A lembrança dos antigos pais, porém, nunca o abandonou. Mas ele não permitiria que os fragmentos desta outra vida o enfraquecessem. Na faculdade, conheceu amigos, namoradas e, claro, alguns inimigos – poucos escapam do bullying. Lá percebeu que tinha um dom: a palavra. Suas histórias, observações e questionamentos eram como um sopro forte de motivação e clarividência. Formou-se, enfim. E voou. Repórter vigoroso, estava onde a notícia acontecia. Como jornalista, escrevia sobre injustiçados e opressores, tornando-se algoz de vilões que surgiam de todos os cantos e dimensões. Pelas suas origens, juntou-se a um grupo que defendia pessoas e comunidades carentes, plantadas na periferia da metrópole. E percebeu que ao enfrentar tantas forças antagônicas, que pareciam drenar sua energia, a missão de reencontrar os pais tornou-se etérea e secundária: o mundo precisava dele, de sua atenção. E ele atendeu de cara limpa, sem disfarces, na força e no poder de sua escrita. Nas telas, jornais e revistas, tornou-se um símbolo. Descobriu, porém, que seria difícil vencer seu maior temor: não era possível estar em todos os lugares ao mesmo tempo. E, diante de batalhas e guerras, ganhas e perdidas, o mundo seguiu seu curso e sobreviveu. Assim como ele, e seu legado.

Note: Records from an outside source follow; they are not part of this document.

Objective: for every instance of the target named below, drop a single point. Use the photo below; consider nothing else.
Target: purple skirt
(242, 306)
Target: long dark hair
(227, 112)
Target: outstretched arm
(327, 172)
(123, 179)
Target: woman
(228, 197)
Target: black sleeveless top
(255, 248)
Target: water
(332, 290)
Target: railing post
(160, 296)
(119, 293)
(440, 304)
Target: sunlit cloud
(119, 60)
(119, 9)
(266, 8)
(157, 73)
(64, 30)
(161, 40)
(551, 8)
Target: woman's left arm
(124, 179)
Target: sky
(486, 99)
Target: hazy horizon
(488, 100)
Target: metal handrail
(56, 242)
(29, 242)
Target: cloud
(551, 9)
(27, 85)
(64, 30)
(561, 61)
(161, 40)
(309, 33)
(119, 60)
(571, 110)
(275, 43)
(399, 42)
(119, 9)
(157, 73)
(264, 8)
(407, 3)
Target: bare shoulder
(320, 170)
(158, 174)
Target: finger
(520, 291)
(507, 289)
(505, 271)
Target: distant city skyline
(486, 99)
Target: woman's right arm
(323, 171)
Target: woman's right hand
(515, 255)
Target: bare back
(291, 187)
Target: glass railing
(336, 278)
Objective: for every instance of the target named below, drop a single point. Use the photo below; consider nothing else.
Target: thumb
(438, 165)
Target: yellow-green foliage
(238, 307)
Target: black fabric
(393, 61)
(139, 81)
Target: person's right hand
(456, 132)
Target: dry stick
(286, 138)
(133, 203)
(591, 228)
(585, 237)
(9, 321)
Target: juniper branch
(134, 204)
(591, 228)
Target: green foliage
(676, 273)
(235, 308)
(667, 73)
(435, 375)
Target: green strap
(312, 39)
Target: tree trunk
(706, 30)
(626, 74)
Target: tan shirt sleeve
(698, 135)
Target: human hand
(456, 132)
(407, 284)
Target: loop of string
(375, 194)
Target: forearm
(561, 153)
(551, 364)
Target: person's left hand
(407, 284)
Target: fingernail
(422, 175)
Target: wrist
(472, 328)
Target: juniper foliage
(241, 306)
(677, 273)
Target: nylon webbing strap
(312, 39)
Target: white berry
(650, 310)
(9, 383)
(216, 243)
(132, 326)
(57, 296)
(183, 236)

Hoje mais velho, sentado num banco no quintal de sua fortaleza, a antiga casa dos pais adotivos, ele observa a criança que corre de modo desengonçado, pés pequenos e descalços na grama. E relembra todo o espaço percorrido até se encontrar ali, naquela terra. Dois mundos, quatro pais, muitos amigos – alguns super – e a certeza: foi e tem sido uma grande aventura, sem dúvida. Levantou-se, sorrindo, e foi ao encontro à companheira. Ela, com seu filho nos braços, apontava para o céu mostrando ao pequeno um pássaro azul e vermelho que passava, voando bem alto. Ou seria um avião?